SomgBird · 2023-05-27T16:54:33Z

SomgBird
May 27, 2023

I am working on node classification model with ChebConv and using the loader as following:

test_loader = DataLoader(test_data, batch_size=batch_size, shuffle=True)

Accuracy function is:

def compute_correct(pred, expected, size, batch):
    def check(pred_i, exp_i):
        for p, e in zip(pred_i, exp_i):
            if p != e:
                return False
        return True
    
    correct = 0
    wrong = 0
    
    for i in range(0, size):
        pred_i = pred[batch==i]
        exp_i = expected[batch==i]
        
        if check(pred_i, exp_i):
            correct += 1
        else:
            wrong += 1
            
    return correct, wrong

The result is considered as correct only if all nodes of specific graph are classified correctly (it is important in my problem), so correct + wrong is always equals to the number of graphs in the batch.

I noticed that with shuffle=True total loss and accuracy for test data are different with every execution. It occurs only with shuffle=True and batch size greater than 1. Passing through all test data one sample by one (even shuffled) or by one huge batch does not provoke that issue. Also, model returns same result for any individual data sample.
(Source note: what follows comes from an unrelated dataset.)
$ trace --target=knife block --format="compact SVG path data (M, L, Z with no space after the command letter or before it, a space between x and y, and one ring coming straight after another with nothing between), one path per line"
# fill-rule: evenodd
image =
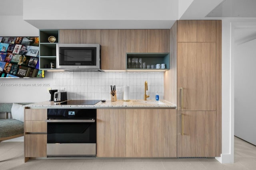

model.eval() is called, all dropout are set to 0, no data modification between execution are performed.

My model:

class ChebNetLinear(nn.Module):
    def __init__(
            self,
            in_channels : int,
            hidden_channels : int,
            out_channels : int,
            K : int,
            cheb_depth : int,
            linear_depth : int,
            linear_channels : int,
            normalization : Optional[str] = None,
            bias : Optional[bool] = True,
            droprate : Optional[float] = 0.0):
        super(ChebNetLinear, self).__init__()
        
       # create ChebConv layers
        self._convs = create_chebnet_convolutions(
            in_channels, 
            hidden_channels, 
            hidden_channels, 
            K, 
            cheb_depth,
            normalization,
            bias,
            droprate)
        
       # create Linear layers
        self._linear = create_linear_layers(
            hidden_channels, 
            linear_channels, 
            out_channels, 
            linear_depth)
        
        self._relu = nn.ReLU()
        self._dropout = nn.Dropout(p=droprate)
        self._logsoftmax = nn.LogSoftmax(dim=1)
    
    
    def forward(self, 
                x, 
                edge_index, 
                edge_weight, 
                batch : Optional[Tensor] = None):
        for i in range(len(self._convs)):
            x = self._convs[i](x, edge_index, edge_weight, batch)
            x = self._relu(x)
        x = self._dropout(x)
        
        for i in range(len(self._linear) - 1):
            x = self._linear[i](x)
            x = self._relu(x)
        x = self._linear[-1](x)
        x = self._logsoftmax(x)
        
        return x

Test function:

def test(loader):
    total_loss = 0
    total_correct = 0
    total_wrong = 0
    
    with torch.no_grad():
        model.eval()
        for data in loader:
            data = data.to(device)
            y = model(
                data.x, 
                data.edge_index, 
                data.edge_weight,
                data.batch)
            
            loss = criterion(y, data.y.argmax(dim=1))
            total_loss += loss.item() * data.num_graphs
            pred = y.argmax(dim=1)
            expected = data.y.argmax(dim=1)
            c,w = compute_correct(pred, expected, data.num_graphs, data.batch)
            total_correct += c
            total_wrong += w
            
    return total_loss / len(test_data), total_correct / (total_correct + total_wrong)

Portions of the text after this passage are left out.